Les Etats-Unis et le Brésil en première ligne

Chez BMI Research, les analystes préviennent que « La Niña pourrait affecter la météo dans deux des plus grandes régions nourricières de la planète, les Etats-Unis et le Brésil, créant un risque non négligeable de baisse de la production de maïs, de soja, de blé, de sucre, de coton et de café. » A l'inverse, il pourrait offrir une récolte de cacao record en Côte d'Ivoire.

Mais le phénomène a surtout le pouvoir d'exacerber la volatilité des cours des matières premières. « Les Niñas passées ont secoué les marchés agricoles, faisant valdinguer les prix des cultures, pointe Erik Norland, senior économiste chez CME Group. Les cours finissaient par chuter dans un contexte de volatilité exceptionnellement élevée », poursuit-il, stipulant toutefois que les réactions ont été très variées au cours des huit derniers épisodes qu'il a étudiés.

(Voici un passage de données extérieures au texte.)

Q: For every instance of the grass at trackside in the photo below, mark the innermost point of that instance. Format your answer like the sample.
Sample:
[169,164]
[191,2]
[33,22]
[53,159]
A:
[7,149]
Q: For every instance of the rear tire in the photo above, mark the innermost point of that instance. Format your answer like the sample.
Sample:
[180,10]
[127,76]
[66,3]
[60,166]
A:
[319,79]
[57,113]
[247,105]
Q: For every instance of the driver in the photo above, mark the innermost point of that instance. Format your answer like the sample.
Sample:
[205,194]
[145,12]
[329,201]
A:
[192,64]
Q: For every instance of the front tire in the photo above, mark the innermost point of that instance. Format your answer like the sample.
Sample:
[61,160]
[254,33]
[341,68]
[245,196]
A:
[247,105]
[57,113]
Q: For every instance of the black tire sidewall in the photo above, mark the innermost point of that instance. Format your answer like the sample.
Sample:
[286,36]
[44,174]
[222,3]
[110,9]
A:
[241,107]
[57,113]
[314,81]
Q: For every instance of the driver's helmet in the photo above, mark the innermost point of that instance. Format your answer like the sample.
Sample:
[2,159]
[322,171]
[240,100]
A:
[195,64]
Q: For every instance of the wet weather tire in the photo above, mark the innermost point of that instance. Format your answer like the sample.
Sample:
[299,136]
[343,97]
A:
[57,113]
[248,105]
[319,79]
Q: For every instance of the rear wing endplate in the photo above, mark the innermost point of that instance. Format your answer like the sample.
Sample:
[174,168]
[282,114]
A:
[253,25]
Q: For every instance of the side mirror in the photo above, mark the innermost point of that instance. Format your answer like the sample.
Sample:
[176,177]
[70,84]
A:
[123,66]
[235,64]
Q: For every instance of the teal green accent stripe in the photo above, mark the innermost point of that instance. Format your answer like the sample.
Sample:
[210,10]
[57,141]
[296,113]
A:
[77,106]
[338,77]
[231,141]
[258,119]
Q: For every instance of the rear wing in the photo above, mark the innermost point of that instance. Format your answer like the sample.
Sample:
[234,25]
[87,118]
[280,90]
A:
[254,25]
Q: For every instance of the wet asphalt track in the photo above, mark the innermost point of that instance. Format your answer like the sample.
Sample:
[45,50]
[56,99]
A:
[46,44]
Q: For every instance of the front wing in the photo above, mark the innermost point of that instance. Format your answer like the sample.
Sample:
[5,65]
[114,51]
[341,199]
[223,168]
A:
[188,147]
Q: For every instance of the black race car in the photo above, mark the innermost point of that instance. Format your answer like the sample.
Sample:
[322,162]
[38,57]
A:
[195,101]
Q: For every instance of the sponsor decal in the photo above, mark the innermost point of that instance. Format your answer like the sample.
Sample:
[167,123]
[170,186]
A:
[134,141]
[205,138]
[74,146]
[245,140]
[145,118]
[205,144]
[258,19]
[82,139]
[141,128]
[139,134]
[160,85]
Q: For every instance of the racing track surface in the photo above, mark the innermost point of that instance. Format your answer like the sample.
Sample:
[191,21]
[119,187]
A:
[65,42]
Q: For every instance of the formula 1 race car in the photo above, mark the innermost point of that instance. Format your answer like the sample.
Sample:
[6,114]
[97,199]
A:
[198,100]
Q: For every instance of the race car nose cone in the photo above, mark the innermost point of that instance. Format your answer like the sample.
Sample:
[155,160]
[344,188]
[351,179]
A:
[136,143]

Parmi les grands négociants de produits agricoles, on se veut rassurant. Le géant asiatique Olam balaie tout impact sur l'approvisionnement des différentes régions du monde qu'il fournit, notamment en huile de palme... dont le prix a grimpé au plus haut depuis deux ans après l'un des plus forts El Niño jamais enregistrés.

« Si les matières premières sont les plus exposées à un risque de conditions météo défavorables, l'activité minière - charbon, minerai de fer et étain en particulier - pourrait également être gênée par La Niña dans les trimestres à venir », reprend BMI Research. En 2010 et 2011, les prix du charbon avaient fortement progressé après les inondations qui avaient frappé l'Indonésie et l'Australie, deux des plus gros producteurs.